Reproducibility is the name of the game

There are two basic reasons to make your research reproducible. The first is to show evidence of the correctness of your results. The second one is to enable others to make use of our methods and results. So to achieve it we need to recognize that:

  • A well-defined standard project structure means that a newcomer can begin to understand an analysis without having to look into an extensive documentation.
  • It also means that you do not necessarily have to read 100% of the code before you know where to look for very specific things.
  • A well-organized code tends to self-document, since the organization itself provides the context for its code without too much overhead.
  • Your team collaborates more easily with you on this analysis
  • Learn yourself from your analysis about the research process
  • Feel more confident in the conclusions of the project

You will get what you put: Provenance

The term “data provenance” refers to a record that explains the origin of a piece of data (in a database, document or repository) along with an explanation of how and why it arrived at the current location. Trading quants need the provenance like the trees the sunlight.

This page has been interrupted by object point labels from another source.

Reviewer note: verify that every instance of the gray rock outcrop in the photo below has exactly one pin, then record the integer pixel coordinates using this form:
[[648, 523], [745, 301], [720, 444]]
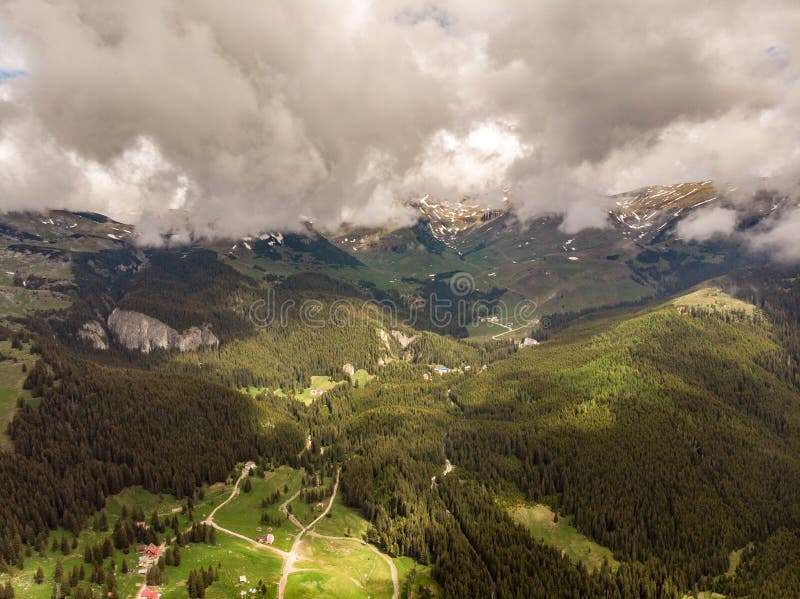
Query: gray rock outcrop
[[138, 331]]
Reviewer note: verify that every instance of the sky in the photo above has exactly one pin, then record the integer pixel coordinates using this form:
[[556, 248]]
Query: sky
[[232, 118]]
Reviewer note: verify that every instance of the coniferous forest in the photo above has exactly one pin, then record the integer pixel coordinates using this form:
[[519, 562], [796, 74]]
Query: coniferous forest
[[669, 433]]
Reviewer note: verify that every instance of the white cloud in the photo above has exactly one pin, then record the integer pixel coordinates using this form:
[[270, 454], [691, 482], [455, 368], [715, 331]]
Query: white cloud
[[707, 223]]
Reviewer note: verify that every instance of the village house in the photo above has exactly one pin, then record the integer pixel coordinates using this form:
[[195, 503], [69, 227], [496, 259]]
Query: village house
[[267, 539]]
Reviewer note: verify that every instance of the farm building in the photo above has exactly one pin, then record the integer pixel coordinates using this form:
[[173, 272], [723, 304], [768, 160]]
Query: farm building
[[268, 539]]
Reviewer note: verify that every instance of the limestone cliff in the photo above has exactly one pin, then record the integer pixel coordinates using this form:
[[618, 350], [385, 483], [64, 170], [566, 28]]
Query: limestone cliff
[[135, 330]]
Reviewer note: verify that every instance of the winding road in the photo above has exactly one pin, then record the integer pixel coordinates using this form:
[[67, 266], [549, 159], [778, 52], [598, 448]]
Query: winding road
[[291, 557]]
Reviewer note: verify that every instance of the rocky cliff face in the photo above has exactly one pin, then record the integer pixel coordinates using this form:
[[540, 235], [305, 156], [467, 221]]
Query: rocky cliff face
[[138, 331]]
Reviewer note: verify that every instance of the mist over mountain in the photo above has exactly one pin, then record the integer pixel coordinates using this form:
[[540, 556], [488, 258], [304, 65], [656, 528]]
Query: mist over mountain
[[224, 121]]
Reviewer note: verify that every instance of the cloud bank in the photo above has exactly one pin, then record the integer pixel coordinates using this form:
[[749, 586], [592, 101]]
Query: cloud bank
[[245, 117]]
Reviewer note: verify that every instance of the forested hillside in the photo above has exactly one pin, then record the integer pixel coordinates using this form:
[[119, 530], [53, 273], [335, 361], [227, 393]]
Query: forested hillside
[[668, 433]]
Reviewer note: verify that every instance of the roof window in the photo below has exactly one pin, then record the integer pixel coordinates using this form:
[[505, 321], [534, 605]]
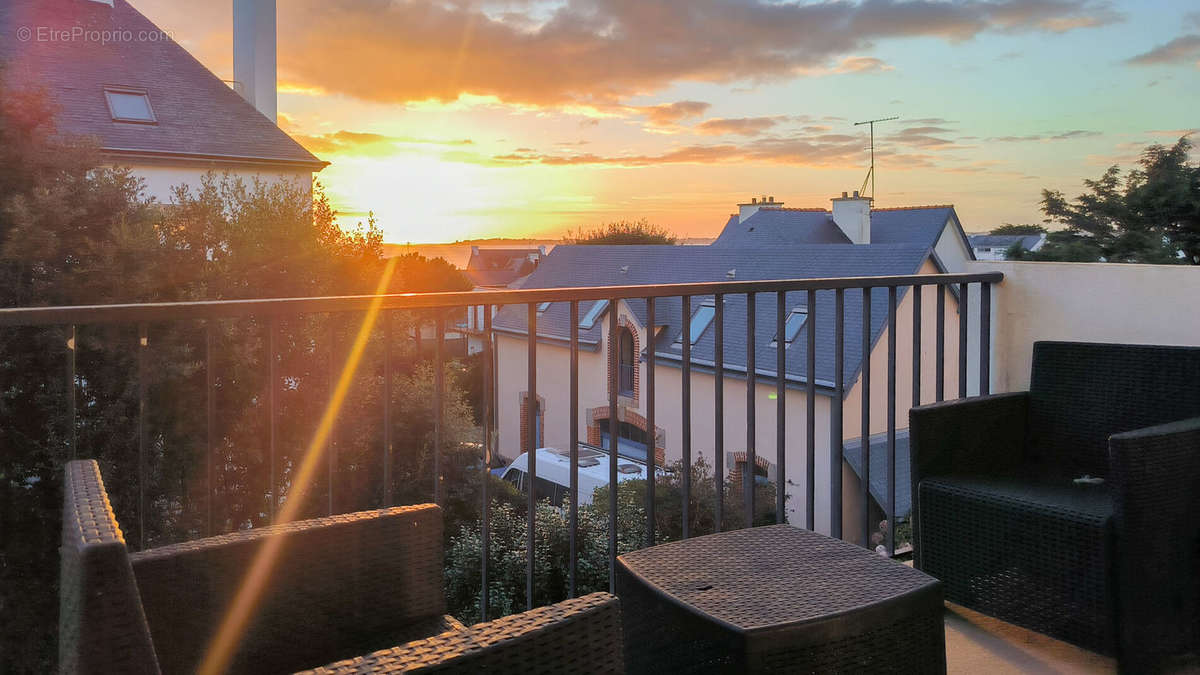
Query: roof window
[[130, 105]]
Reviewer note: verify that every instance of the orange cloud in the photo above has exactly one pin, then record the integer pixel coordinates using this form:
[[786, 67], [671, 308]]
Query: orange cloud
[[604, 52]]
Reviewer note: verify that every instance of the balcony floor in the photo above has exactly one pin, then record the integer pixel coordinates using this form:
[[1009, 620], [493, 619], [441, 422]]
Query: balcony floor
[[981, 644]]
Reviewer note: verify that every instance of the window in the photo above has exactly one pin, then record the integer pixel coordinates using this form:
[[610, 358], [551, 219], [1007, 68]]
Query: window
[[589, 318], [625, 363], [130, 105], [700, 322], [792, 327]]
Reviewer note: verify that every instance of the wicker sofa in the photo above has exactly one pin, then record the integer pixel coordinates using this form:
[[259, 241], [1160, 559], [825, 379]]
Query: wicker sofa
[[343, 586], [1006, 519]]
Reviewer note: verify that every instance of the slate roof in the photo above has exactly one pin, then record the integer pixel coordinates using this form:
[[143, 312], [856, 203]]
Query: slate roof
[[601, 266], [781, 227], [852, 452], [499, 267], [197, 114], [1003, 240]]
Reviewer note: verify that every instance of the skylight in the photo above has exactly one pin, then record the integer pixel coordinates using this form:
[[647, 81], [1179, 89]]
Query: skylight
[[589, 318], [792, 327], [700, 322], [130, 105]]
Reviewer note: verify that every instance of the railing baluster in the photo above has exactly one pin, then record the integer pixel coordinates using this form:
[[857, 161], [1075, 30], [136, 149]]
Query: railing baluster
[[71, 390], [835, 426], [810, 395], [751, 386], [984, 339], [273, 328], [780, 405], [892, 420], [330, 459], [532, 418], [438, 395], [652, 452], [387, 410], [489, 420], [574, 435], [685, 407], [917, 292], [964, 298], [940, 384], [143, 431], [865, 431], [719, 405], [613, 430], [210, 418]]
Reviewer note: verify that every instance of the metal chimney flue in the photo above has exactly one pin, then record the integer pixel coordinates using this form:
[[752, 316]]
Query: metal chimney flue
[[253, 53]]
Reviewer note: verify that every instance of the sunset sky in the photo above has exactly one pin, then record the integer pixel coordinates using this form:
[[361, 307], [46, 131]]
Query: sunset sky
[[460, 119]]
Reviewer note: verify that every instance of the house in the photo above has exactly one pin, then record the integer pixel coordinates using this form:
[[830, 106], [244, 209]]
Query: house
[[499, 268], [995, 246], [763, 242], [115, 77]]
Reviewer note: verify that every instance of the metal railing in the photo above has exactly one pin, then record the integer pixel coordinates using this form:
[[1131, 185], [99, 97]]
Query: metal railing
[[271, 310]]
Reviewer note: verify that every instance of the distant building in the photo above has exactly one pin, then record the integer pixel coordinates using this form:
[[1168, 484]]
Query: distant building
[[994, 246], [149, 103], [762, 242], [499, 268]]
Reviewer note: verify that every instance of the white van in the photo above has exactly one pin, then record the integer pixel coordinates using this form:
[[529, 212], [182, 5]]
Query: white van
[[555, 472]]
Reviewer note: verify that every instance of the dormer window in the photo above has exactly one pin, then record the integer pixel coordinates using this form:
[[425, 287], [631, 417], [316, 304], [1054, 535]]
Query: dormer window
[[792, 327], [130, 105]]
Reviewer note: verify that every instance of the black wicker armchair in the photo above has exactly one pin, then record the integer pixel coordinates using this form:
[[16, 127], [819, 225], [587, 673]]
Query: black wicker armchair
[[346, 585], [1008, 512]]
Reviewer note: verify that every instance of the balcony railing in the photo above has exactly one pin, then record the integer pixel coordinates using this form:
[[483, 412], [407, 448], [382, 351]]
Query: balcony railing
[[785, 294]]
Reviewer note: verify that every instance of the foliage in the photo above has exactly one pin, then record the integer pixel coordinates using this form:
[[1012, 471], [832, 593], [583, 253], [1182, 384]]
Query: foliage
[[624, 232], [1019, 230], [1150, 215], [76, 232], [508, 537]]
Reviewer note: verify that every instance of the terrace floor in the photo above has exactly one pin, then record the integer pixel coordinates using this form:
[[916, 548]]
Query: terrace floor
[[979, 644]]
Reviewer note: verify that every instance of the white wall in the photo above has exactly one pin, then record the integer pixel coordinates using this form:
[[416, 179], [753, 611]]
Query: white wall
[[160, 179], [1090, 303]]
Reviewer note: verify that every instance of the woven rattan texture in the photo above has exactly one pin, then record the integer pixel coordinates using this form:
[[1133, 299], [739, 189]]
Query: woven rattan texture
[[1081, 394], [576, 635], [777, 599], [342, 585], [1113, 568], [1032, 555], [101, 625]]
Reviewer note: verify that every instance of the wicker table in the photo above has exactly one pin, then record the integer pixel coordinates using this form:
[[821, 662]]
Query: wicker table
[[777, 598]]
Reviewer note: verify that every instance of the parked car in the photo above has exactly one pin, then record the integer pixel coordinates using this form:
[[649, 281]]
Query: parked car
[[555, 472]]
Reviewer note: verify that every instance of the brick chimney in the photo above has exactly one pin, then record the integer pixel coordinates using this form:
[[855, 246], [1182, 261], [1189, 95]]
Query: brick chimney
[[747, 210], [852, 215]]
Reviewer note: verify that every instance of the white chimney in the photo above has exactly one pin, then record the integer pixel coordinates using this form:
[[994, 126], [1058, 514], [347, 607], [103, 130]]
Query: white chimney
[[253, 53], [852, 215], [747, 210]]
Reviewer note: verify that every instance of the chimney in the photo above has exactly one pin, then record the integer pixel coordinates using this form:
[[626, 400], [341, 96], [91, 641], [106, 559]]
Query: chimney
[[852, 215], [747, 210], [253, 53]]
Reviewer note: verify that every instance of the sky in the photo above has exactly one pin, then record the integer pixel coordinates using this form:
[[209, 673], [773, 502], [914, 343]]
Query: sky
[[460, 119]]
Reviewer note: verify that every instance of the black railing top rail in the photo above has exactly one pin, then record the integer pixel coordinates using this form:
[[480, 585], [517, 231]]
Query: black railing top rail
[[275, 306]]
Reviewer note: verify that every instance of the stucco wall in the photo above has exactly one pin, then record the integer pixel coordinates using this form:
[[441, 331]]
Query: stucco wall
[[160, 179], [1086, 302]]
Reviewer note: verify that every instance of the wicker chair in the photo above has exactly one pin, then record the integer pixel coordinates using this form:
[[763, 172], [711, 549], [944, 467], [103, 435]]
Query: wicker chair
[[1001, 518], [343, 586]]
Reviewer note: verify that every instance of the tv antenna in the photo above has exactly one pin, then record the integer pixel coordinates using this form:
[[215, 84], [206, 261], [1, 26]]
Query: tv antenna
[[870, 172]]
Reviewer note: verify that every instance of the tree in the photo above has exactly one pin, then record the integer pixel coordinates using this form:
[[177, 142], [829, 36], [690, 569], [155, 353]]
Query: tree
[[1019, 230], [76, 232], [1150, 215], [623, 232]]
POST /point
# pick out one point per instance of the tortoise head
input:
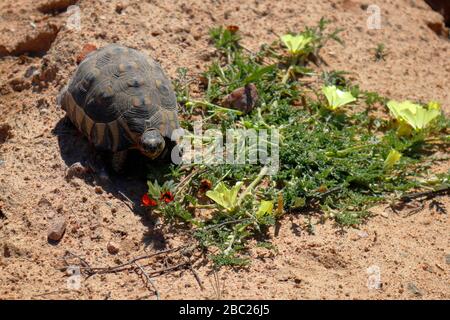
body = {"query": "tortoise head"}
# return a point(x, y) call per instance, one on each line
point(152, 143)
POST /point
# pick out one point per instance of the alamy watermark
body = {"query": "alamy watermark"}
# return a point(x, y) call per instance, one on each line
point(374, 20)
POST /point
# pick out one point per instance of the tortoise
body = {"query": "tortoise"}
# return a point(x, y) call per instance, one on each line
point(120, 99)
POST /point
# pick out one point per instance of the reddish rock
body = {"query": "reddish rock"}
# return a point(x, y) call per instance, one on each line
point(57, 228)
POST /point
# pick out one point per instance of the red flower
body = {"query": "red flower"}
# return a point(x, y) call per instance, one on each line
point(166, 197)
point(147, 201)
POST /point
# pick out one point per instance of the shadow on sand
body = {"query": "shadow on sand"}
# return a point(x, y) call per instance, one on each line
point(128, 186)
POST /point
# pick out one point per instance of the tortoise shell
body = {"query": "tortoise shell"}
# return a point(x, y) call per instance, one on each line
point(116, 94)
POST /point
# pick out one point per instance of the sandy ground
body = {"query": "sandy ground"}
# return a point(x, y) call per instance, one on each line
point(411, 251)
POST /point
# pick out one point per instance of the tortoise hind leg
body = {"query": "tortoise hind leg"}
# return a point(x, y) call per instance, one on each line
point(118, 160)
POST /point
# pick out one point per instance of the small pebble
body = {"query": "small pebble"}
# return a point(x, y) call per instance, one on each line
point(76, 169)
point(57, 228)
point(413, 289)
point(98, 190)
point(113, 248)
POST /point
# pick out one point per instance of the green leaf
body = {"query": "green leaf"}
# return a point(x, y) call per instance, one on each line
point(296, 44)
point(226, 198)
point(266, 207)
point(392, 159)
point(336, 97)
point(258, 73)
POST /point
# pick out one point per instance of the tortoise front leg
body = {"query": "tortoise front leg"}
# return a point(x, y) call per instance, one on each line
point(118, 160)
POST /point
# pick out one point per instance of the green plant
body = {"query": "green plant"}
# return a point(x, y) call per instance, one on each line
point(336, 98)
point(339, 164)
point(380, 52)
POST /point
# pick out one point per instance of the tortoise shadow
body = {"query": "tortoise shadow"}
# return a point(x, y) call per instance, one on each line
point(128, 186)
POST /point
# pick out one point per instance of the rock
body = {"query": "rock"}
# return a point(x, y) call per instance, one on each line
point(441, 6)
point(76, 169)
point(113, 248)
point(362, 234)
point(120, 7)
point(439, 28)
point(18, 84)
point(57, 228)
point(413, 289)
point(98, 190)
point(243, 99)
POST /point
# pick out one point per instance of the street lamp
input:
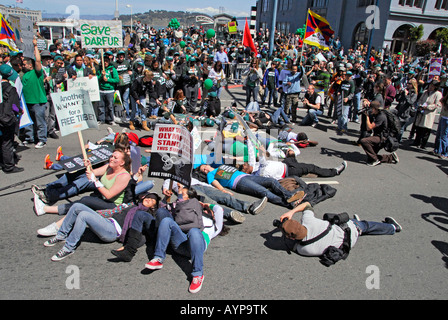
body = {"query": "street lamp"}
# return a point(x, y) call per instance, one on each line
point(130, 6)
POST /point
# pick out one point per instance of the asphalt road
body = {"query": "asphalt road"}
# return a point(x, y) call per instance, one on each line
point(250, 263)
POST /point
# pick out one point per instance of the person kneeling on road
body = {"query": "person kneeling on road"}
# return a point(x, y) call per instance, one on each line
point(315, 237)
point(372, 145)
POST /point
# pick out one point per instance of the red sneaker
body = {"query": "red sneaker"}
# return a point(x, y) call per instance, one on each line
point(48, 162)
point(196, 284)
point(154, 264)
point(59, 153)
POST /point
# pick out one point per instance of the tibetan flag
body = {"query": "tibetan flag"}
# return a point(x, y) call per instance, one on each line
point(247, 39)
point(318, 31)
point(7, 36)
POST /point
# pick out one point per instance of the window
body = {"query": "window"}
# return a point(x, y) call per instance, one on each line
point(319, 3)
point(441, 5)
point(366, 3)
point(411, 3)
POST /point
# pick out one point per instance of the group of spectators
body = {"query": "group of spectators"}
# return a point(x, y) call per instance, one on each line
point(163, 74)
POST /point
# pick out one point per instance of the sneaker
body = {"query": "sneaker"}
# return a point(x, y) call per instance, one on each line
point(47, 163)
point(40, 193)
point(373, 164)
point(53, 241)
point(236, 216)
point(154, 264)
point(62, 254)
point(341, 168)
point(53, 135)
point(38, 206)
point(48, 231)
point(258, 206)
point(297, 196)
point(393, 222)
point(59, 154)
point(40, 145)
point(395, 157)
point(14, 170)
point(196, 284)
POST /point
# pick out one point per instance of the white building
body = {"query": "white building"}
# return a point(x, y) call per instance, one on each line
point(350, 19)
point(33, 15)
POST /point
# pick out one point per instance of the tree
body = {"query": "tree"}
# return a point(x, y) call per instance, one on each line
point(442, 37)
point(416, 33)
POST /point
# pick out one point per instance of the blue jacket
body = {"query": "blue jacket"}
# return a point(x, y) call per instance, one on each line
point(295, 82)
point(266, 74)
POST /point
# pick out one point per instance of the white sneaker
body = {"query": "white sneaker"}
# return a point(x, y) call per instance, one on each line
point(38, 206)
point(48, 231)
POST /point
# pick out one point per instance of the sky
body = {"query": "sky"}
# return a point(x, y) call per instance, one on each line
point(211, 7)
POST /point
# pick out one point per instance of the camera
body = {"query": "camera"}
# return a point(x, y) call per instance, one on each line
point(277, 223)
point(365, 109)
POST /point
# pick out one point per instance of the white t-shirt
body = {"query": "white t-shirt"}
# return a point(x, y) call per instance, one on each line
point(314, 228)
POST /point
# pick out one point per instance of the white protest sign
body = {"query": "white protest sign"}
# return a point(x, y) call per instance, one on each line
point(85, 83)
point(74, 111)
point(101, 34)
point(172, 153)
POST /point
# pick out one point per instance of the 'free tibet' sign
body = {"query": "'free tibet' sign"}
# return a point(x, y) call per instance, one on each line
point(101, 34)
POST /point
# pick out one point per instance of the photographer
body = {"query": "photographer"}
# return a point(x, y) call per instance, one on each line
point(309, 227)
point(312, 101)
point(428, 103)
point(372, 145)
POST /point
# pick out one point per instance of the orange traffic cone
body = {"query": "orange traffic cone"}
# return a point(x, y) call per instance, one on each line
point(59, 153)
point(48, 162)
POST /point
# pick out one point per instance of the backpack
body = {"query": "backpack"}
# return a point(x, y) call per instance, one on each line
point(10, 107)
point(188, 215)
point(392, 133)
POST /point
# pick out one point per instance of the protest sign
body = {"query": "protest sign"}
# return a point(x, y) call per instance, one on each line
point(97, 156)
point(101, 34)
point(74, 111)
point(435, 68)
point(172, 154)
point(85, 83)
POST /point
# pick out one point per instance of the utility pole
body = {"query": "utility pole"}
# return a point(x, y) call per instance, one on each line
point(116, 13)
point(274, 22)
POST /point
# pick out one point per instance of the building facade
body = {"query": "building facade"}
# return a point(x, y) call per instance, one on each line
point(387, 21)
point(33, 15)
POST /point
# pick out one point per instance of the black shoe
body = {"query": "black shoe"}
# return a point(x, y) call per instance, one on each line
point(14, 170)
point(53, 135)
point(341, 168)
point(258, 206)
point(393, 222)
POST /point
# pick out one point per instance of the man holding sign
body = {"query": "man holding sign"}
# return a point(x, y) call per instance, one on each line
point(172, 154)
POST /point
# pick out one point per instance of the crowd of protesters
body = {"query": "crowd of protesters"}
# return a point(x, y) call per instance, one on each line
point(161, 76)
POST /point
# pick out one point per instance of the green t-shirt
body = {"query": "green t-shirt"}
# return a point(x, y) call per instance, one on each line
point(33, 87)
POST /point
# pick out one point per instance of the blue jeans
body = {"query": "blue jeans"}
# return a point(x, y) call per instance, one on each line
point(144, 186)
point(223, 198)
point(280, 117)
point(191, 245)
point(78, 218)
point(135, 110)
point(441, 143)
point(106, 107)
point(124, 92)
point(311, 117)
point(37, 114)
point(356, 106)
point(260, 187)
point(272, 96)
point(343, 119)
point(69, 185)
point(374, 228)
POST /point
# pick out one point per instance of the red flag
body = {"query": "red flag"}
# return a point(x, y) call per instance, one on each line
point(247, 39)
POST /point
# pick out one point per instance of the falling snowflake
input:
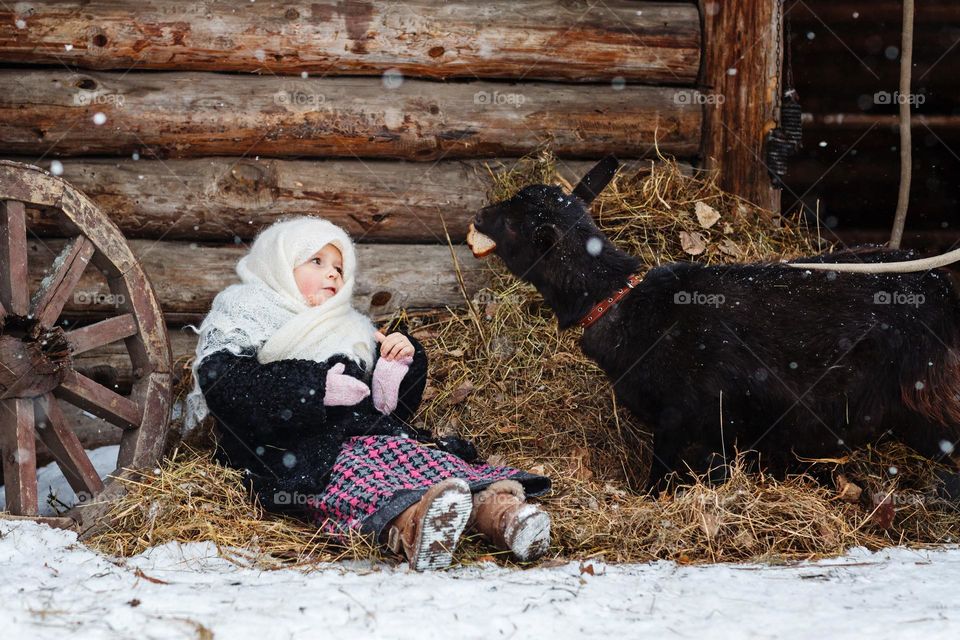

Example: In an application like quantitative strategies, a lot of data is derived from public databases or brokers, which in turn might be derived from papers but after some clearing and transformations (only the most significant data are put into the public database), which are derived from data markets. A good provenance record will keep the whole history for each piece of data. Here are some questions we have learned to ask with a sense of existential fear:

  • Are we supposed to go in and join the feature column X to the data before we get started (raw data) or did that come from one of our notebooks?
  • Come to think of it, which notebook do we have to run first before running the plotting code: was it “process data” or “clean data”?
  • Where did the shapefiles get downloaded from for the price plots?
  • Etceter, etcetera, …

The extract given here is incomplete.